Three things: a minimum of 30–50 conversions per month so the algorithm has enough data to learn, quality creative assets (text, images, videos) for distribution across channels, and clear audience signals built from your actual customer data. Without these, PMax spends budget without direction — and Google will recommend it regardless.

For eCommerce, the conversion signal is a purchase with a real dollar value. For services, the signal is a form submission. The algorithm cannot distinguish a $300 enquiry from a $30,000 enquiry, so it optimises for more form submissions — which typically means higher lead volume but lower lead quality. The usual result: more contacts, lower close rate, higher real cost per acquired client.

How do I tell if my Performance Max campaign is wasting budget?
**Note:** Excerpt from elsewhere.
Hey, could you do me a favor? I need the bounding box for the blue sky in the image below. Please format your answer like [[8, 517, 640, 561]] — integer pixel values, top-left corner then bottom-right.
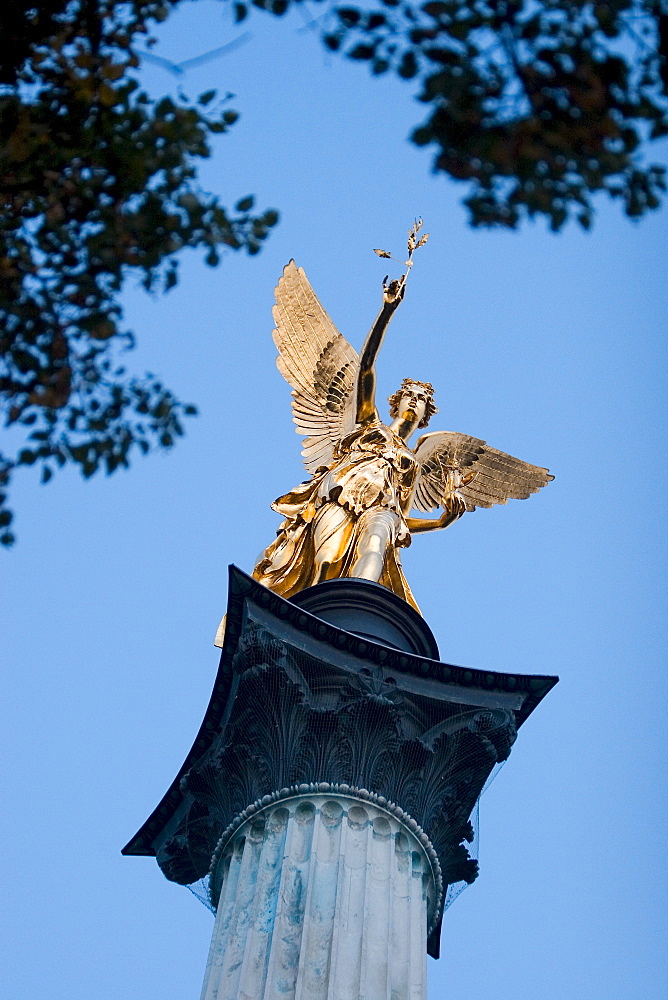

Break down performance by channel: if more than 60% of spend is going to Display and YouTube for a local service business, something is wrong. Compare the close rate of PMax leads versus Search leads. Review the search terms PMax is activating — it frequently triggers on irrelevant queries because the algorithm has far more targeting freedom than standard Search.

When does Performance Max make sense in Australia?

Primarily for eCommerce with a product feed in Merchant Centre and sufficient conversion volume. Also for brand visibility campaigns with high budgets and produced video assets. For service businesses seeking qualified leads, Search with Smart Bidding consistently outperforms PMax on real cost per client acquired.